Last Christmas my kids bought me a Canon Rebel T3 which I absolutely love. Somewhere here at WF I had a thread with pictures I've taken, but I'll be damned if I can find it. So here is some of the stuff I've done since I started shooting last Christmas.

If you would like to check out any of my other photos you can visit my Flickr Page


----------



## vangoghsear (Jul 26, 2012)

I really like your photography.  You have a wonderful sense of drama.


----------



## JimJanuary (Jul 26, 2012)

Great pics!! Particularly love the shot over the foggy field


----------



## MJ Preston (Jul 28, 2012)

Here's a few more


----------



## Trilby (Jul 29, 2012)

Love your pics, they are crystal clear and I agree with the sense of drama quote.
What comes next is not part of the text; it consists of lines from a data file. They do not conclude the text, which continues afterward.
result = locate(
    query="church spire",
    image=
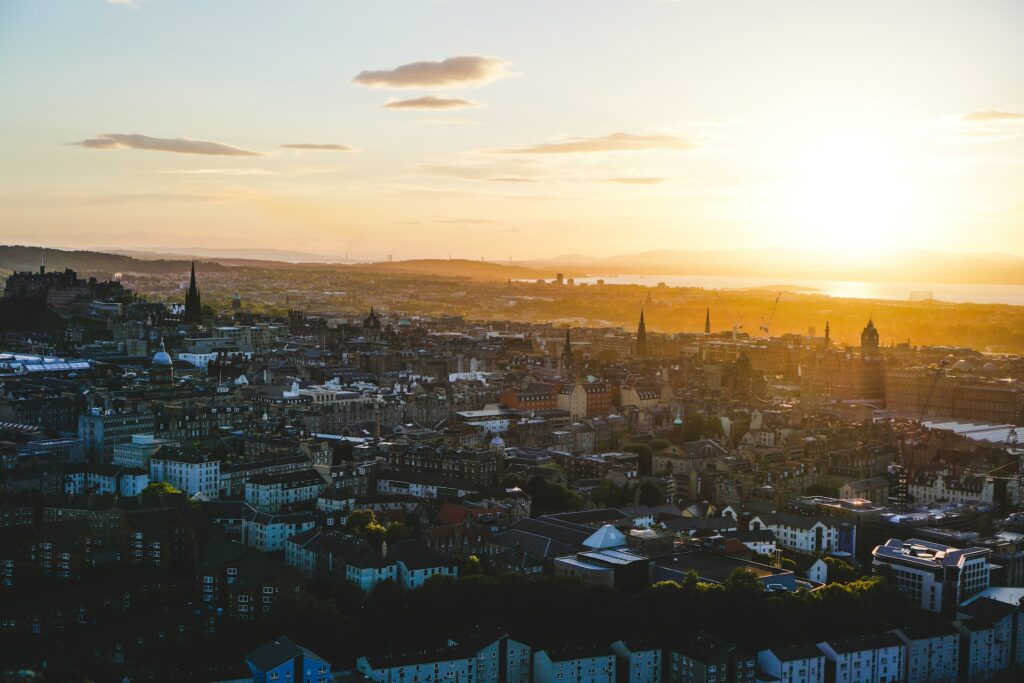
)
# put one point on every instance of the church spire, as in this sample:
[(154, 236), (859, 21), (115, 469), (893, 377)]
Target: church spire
[(642, 337), (194, 306), (568, 360)]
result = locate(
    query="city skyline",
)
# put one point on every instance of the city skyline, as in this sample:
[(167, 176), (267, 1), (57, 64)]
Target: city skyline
[(437, 128)]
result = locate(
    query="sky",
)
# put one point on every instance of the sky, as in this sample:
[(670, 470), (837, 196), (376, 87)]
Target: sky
[(512, 129)]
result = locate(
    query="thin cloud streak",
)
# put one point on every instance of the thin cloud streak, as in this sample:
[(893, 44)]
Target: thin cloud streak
[(431, 102), (325, 146), (463, 70), (180, 145), (991, 115), (612, 142)]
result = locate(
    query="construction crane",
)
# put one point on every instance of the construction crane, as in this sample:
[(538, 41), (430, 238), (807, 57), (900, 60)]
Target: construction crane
[(771, 316), (1014, 451), (737, 323)]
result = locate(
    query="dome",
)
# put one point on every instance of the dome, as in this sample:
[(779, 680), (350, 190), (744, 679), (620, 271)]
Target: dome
[(162, 357)]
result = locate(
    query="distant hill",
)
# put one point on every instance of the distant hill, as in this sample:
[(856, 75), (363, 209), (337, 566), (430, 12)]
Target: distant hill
[(910, 266), (105, 264), (457, 267), (85, 262)]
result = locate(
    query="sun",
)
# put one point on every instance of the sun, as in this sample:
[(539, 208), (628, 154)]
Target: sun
[(851, 193)]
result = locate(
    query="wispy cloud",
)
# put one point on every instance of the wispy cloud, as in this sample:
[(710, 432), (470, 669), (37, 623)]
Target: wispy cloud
[(326, 146), (463, 71), (454, 122), (988, 125), (612, 142), (432, 102), (174, 144), (991, 115), (637, 180)]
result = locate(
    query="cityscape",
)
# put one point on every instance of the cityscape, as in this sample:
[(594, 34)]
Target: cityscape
[(683, 342)]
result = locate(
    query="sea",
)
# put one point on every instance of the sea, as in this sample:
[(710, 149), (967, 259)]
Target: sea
[(987, 294)]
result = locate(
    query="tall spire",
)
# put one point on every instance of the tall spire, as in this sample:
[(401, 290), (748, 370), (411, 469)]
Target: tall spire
[(568, 360), (194, 306), (642, 337)]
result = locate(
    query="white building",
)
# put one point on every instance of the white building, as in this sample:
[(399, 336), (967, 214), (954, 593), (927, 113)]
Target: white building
[(269, 493), (104, 479), (139, 450), (986, 628), (875, 658), (937, 578), (943, 487), (192, 473), (932, 653), (267, 532), (574, 665), (799, 664), (641, 660), (517, 662), (450, 664), (809, 534)]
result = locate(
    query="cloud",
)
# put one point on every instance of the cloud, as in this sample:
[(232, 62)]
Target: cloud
[(991, 115), (431, 102), (612, 142), (326, 146), (176, 144), (454, 122), (520, 170), (637, 180), (464, 70)]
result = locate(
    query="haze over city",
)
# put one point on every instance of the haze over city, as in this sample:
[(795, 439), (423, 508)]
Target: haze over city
[(521, 130), (511, 341)]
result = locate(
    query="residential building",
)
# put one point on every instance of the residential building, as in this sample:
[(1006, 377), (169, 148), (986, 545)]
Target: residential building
[(932, 652), (797, 664), (282, 660), (936, 578), (574, 664), (270, 493), (875, 658), (190, 472)]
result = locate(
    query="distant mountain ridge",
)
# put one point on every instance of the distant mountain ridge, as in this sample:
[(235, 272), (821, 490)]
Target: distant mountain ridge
[(105, 264), (911, 266)]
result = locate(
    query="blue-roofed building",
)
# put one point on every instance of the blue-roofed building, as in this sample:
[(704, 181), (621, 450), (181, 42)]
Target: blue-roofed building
[(281, 660)]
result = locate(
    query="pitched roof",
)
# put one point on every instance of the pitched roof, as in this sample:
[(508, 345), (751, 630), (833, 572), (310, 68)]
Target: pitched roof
[(606, 537)]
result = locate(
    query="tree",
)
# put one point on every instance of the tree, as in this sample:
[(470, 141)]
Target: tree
[(162, 488), (840, 571), (645, 458), (548, 497), (358, 520), (650, 495), (743, 581), (344, 452), (395, 531), (471, 566)]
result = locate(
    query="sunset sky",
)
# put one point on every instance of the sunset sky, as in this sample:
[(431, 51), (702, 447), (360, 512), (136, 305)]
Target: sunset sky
[(515, 128)]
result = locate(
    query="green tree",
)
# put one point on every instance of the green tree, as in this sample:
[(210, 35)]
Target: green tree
[(161, 487), (395, 531), (650, 494)]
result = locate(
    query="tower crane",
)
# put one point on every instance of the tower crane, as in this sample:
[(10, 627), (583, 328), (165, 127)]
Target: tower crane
[(771, 316), (737, 323)]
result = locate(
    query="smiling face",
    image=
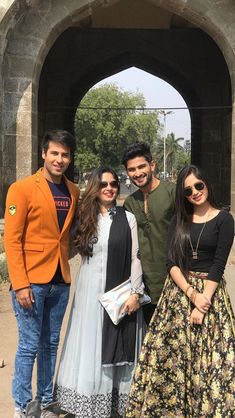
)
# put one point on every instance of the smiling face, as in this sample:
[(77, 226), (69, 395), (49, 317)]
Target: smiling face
[(108, 190), (198, 190), (56, 161), (140, 171)]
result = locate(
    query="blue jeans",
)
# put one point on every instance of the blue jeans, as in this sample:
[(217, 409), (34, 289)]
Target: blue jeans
[(39, 332)]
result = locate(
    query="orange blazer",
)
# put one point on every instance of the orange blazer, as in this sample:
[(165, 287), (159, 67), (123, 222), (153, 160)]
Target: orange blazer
[(33, 241)]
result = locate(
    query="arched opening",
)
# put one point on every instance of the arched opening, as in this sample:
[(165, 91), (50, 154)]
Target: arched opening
[(130, 106), (82, 57)]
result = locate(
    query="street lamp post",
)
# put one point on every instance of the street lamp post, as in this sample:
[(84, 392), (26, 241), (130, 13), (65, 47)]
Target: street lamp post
[(164, 113)]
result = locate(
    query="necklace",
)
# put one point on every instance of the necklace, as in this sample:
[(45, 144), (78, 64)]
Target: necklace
[(194, 251)]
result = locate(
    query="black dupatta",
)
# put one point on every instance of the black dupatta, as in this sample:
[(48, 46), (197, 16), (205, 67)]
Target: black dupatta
[(118, 341)]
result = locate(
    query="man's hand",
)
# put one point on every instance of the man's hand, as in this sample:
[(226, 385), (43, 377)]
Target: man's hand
[(25, 297), (196, 317)]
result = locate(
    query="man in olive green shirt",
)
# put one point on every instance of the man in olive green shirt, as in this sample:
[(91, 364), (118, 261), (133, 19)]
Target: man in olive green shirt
[(153, 206)]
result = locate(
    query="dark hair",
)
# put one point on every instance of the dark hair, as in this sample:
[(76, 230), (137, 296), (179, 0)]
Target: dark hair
[(62, 137), (137, 149), (184, 212), (85, 231)]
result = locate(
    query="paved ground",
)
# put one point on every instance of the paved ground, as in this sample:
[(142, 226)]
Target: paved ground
[(8, 338)]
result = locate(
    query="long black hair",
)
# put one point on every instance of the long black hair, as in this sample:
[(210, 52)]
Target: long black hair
[(84, 232), (184, 211)]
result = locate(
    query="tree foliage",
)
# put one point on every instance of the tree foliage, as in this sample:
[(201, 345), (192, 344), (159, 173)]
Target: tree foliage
[(176, 154), (107, 120)]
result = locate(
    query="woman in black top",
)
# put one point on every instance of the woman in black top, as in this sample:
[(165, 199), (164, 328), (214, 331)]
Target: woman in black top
[(187, 364)]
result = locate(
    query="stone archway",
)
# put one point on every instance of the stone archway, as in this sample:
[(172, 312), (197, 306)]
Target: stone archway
[(32, 27)]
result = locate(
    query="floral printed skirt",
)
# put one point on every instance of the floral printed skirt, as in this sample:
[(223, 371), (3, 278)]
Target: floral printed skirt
[(186, 371)]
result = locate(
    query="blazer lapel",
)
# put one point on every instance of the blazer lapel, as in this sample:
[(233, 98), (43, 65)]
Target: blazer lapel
[(49, 201), (70, 214)]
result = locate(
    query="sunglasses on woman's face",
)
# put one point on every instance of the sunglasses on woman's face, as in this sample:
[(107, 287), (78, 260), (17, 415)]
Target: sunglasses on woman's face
[(188, 191), (114, 184)]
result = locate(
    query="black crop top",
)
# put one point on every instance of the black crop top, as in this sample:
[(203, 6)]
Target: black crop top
[(214, 245)]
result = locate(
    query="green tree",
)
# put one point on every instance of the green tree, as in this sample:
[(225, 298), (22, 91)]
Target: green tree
[(175, 153), (107, 120)]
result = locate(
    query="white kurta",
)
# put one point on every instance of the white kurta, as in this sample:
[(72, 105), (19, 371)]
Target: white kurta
[(84, 386)]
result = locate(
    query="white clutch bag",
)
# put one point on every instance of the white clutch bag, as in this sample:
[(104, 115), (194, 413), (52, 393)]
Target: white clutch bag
[(114, 299)]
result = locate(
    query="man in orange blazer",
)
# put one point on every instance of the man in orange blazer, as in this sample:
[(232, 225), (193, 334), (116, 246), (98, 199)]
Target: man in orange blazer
[(38, 217)]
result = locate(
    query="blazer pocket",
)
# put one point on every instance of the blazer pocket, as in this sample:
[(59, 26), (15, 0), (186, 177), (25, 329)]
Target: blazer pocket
[(33, 247)]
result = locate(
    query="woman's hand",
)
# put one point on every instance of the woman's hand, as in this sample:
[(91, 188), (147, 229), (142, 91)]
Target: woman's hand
[(196, 317), (132, 304), (202, 303)]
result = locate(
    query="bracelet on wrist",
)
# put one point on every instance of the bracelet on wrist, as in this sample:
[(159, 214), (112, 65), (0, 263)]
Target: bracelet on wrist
[(193, 296), (187, 288)]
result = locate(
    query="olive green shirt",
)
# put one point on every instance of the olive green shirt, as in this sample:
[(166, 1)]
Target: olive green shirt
[(152, 233)]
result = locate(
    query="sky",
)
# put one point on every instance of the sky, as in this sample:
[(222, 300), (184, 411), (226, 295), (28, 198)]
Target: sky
[(158, 94)]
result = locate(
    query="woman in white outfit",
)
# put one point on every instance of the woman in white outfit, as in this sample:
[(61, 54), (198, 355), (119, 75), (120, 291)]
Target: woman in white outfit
[(98, 357)]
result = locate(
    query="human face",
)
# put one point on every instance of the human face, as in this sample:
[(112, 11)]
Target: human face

I especially like the first pic in the first post. Although this photo has been taken on a beautiful day, I can just imagine that scene on a foggy night, it would be a great setting for a murder or ghost story.

Yes I love the pics - not keen on your avatar though, it gives me the creeps.:icon_frown:


----------



## Cran (Aug 17, 2012)

I think we featured some of your pics in an earlier issue of _Motley Press_, *MJ* - 
maybe those are the ones you're looking for?

Good to see you've still got the eye.


----------



## Dunluchyn (Sep 3, 2012)

I like the tanker in  the first set...excellent perspective; and the road leading into the storm is inspiring.


----------



## JackKnife (Sep 3, 2012)

I can think of a hundred stories to go along with each picture you've taken. Hell, I even think you'd do well in the market of book covers. I agree with the others, that there's a really awesome sense of drama and foreboding that accompanies most of these.


----------



## TheWonderingNovice (Sep 3, 2012)

These pictures remind me of home, small town in the middle of nowhere. I especially liked the foggy field with the barbed wire fence. I see that in the early morning hours, dew still clinging to the grass and cattle still sleeping. Its very beautiful during spring mornings. 
Good eye, sir. =D>


----------



## Dunluchyn (Sep 5, 2012)

Yes, he does have a good eye and that oft times is  the easiest and hardest thing to make the most of...


----------



## MJ Preston (Sep 12, 2012)

Wild Buffalo in Northern Canada (Northwest Territories)





Abandoned Farmhouse in Alberta





Thus quoth the Raven


----------



## Cran (Sep 12, 2012)

More good ones, MJ. The farmhouse shot looks like something I'd see in National Geographic.


----------



## Kryptex (Sep 14, 2012)

Wow, they're really amazing


----------



## MJ Preston (Sep 29, 2012)

New pics and art


----------



## MJ Preston (Oct 15, 2012)

Old in the shadow of new. The Ferry will be decommissioned once the bridge is finished.


----------



## HKayG (Oct 15, 2012)

That boat picture is stunning - really great capture.


----------



## Geri (Oct 15, 2012)

Amazing photos ...simply amazing


----------



## toddm (Oct 17, 2012)

great photos - I've looked though them more than once
I especially like how many of them are crisp and clear, yet atmospheric

---todd


----------